相続税申告Inheritance Tax

相続税とは

相続税とは、相続又は遺贈により財産を取得した方にかかる税金です。
法人や個人が確定申告により納付する法人税や所得税が所得(収入-経費)に対して課税されるのとは異なり、相続財産の評価額(時価)に対して課税されます。

相続財産の評価額が相続税の基礎控除以下の場合は、相続税はかかりません。
税務署への申告も不要です。

基礎控除=5,000万円+1,000万円×相続人の数

評価額が基礎控除を超える場合でも配偶者の税額軽減や小規模宅地の評価減等の特例を受けることにより相続税がかからなくなることもあります。
ただし、税法上の特例は申告をすることにより受けられますので、この場合、相続税がかからなくても税務署への申告は必要になります。

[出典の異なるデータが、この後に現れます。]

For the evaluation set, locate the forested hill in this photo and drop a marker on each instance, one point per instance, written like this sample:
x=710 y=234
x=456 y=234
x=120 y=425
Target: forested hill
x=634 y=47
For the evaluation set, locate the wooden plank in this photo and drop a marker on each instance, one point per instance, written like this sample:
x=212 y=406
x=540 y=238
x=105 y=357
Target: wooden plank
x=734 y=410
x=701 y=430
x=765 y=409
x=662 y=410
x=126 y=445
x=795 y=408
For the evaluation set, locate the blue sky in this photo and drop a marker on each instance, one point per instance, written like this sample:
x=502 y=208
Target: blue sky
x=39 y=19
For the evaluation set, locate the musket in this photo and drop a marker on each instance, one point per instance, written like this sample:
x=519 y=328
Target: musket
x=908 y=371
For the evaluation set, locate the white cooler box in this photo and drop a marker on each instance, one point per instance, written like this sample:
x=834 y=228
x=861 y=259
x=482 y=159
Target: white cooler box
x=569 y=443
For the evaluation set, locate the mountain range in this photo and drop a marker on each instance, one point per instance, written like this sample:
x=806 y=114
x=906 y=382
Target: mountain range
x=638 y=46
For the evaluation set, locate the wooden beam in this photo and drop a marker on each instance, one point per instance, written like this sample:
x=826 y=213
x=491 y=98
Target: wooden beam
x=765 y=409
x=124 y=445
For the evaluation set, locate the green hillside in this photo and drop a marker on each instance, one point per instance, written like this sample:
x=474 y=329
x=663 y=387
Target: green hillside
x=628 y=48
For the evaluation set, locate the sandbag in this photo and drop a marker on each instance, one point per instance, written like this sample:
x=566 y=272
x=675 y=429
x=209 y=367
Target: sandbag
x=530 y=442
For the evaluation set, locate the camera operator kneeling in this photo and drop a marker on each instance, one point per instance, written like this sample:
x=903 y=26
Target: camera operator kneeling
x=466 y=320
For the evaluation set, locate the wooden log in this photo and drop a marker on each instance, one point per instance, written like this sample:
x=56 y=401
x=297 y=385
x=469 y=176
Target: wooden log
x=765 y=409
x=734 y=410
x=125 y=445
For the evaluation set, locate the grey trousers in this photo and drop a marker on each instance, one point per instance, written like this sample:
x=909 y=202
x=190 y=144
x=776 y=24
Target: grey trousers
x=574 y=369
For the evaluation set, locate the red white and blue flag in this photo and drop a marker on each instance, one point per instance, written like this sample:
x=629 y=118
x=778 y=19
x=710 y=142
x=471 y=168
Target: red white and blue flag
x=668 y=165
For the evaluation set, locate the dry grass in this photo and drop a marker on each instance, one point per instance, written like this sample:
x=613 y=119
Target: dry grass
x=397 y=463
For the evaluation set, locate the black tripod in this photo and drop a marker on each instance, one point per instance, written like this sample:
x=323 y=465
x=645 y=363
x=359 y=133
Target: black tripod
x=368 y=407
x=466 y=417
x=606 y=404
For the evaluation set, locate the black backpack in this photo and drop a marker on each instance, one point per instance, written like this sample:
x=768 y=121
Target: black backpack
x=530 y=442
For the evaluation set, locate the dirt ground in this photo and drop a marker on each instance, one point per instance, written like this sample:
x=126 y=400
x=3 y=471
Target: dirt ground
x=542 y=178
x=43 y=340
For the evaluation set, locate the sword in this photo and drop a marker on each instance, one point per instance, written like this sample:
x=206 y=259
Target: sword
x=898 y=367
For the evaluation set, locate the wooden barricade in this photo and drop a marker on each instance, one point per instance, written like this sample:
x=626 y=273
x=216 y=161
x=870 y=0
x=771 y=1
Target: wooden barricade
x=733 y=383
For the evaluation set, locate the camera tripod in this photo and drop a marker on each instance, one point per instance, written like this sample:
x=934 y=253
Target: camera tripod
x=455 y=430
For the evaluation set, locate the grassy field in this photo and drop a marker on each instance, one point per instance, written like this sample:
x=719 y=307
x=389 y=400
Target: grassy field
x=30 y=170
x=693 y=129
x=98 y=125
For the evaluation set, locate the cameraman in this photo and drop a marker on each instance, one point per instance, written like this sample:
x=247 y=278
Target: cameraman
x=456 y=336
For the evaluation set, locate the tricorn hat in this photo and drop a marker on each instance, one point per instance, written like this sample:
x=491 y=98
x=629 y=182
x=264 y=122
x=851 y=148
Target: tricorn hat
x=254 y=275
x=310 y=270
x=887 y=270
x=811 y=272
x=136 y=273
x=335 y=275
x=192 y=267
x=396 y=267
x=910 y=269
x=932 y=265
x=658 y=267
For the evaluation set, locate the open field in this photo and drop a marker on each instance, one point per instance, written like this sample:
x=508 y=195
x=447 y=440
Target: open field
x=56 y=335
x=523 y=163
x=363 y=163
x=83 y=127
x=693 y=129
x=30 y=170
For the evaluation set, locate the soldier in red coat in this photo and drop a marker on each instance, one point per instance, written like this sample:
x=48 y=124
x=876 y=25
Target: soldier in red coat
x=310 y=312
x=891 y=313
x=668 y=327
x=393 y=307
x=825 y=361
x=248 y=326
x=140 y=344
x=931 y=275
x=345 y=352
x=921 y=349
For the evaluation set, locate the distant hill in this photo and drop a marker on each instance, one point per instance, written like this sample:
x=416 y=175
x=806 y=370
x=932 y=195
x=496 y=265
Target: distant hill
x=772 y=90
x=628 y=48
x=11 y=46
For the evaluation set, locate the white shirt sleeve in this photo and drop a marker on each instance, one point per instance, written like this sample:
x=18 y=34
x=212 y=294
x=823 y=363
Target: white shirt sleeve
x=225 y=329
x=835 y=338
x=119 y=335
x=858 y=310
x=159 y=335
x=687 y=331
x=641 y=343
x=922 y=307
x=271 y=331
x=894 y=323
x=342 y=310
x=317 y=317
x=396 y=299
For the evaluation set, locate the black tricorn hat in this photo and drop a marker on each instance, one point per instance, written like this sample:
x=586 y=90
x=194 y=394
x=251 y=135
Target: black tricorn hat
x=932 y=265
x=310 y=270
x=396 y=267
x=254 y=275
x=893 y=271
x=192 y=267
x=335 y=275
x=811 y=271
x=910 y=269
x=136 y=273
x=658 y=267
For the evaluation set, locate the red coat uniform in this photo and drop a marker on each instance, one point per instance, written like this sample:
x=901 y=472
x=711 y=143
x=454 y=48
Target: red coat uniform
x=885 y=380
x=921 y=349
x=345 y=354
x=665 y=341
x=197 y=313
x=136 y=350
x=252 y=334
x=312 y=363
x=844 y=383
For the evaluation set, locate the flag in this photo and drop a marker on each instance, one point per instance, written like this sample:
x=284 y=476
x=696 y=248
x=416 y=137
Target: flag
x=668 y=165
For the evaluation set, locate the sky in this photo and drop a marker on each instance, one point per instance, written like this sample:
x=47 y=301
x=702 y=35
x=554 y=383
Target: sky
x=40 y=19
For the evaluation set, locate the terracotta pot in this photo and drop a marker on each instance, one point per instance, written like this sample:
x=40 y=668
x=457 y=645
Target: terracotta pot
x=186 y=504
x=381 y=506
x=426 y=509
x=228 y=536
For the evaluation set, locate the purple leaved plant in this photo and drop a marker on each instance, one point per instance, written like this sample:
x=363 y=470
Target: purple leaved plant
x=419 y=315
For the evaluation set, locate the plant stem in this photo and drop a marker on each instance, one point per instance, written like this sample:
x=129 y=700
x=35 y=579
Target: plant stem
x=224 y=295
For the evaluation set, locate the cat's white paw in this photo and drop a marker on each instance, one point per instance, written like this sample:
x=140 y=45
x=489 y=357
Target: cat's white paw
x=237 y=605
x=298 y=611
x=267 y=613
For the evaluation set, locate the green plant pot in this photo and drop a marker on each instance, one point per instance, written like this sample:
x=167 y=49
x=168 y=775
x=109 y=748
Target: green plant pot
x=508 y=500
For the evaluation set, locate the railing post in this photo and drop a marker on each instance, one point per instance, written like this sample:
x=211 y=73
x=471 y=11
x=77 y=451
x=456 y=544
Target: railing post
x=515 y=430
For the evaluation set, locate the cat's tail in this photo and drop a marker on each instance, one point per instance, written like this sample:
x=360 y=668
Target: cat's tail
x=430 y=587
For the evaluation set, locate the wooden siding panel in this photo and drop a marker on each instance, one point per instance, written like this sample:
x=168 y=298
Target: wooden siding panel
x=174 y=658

こういった事情もあり、相続税が実際にかかる確率は5%程度と言われています。
詳しくは「札幌国税局相続税平成18年統計資料」をご覧ください。

相続税の申告期限

相続税の申告期限は、被相続人が亡くなってから10ヶ月以内です。
申告期限=納付期限ですので、相続税の納付も原則10ヶ月以内となります。

故人を偲び、相続手続きも行いながらの10ヶ月です。
正直、あっという間に過ぎてしまいますので、相続税がかかることが見込まれる場合、できる限り早く準備する必要があります。

相続税申告のポイントは次の3点です。
相続税の申告期限までにこれらのポイントを適切かつ明確にまとめなくてはなりません。
相続税
1. 財産評価
2. 遺産分割方法
3. 納税 

故人の所得税の準確定申告及び相続人の確定申告

故人の亡くなった年の所得税の確定申告は、亡くなってから4ヶ月以内です。
所得税の準確定申告という手続きで、これも相続人が共同で申告・納付します。

確定申告の対象となった事業や不動産収入等は相続人それぞれに引継がれます。
相続人各自も税務上諸手続き及び翌年以降確定申告が必要になります。

相続税の事前対策

相続税相続税は事後対策よりも事前対策の方がより有効です。

事後対策は10ヶ月以内に期間が限定されるのに対し、早めに事前対策をすることで相続人・被相続人とも安心して相続を迎える余裕ができるのです。
これが事前対策をお奨めする理由です。
事前対策においてもポイントは事後対策と同様次の3点になります。
 
1. 節税対策(生前贈与と財産評価額の減少)
2. 遺産分割方法(遺言と適正性)
3. 納税資金対策(相続財産の現金化)

ただし、事前相続税対策はあくまで主役ではありません。まずは、どう相続をしたいのか・受けたいのか、財産や債務だけでなく位牌・仏壇・墓地等祭祀を承継する方を話し合って決めることが大切です。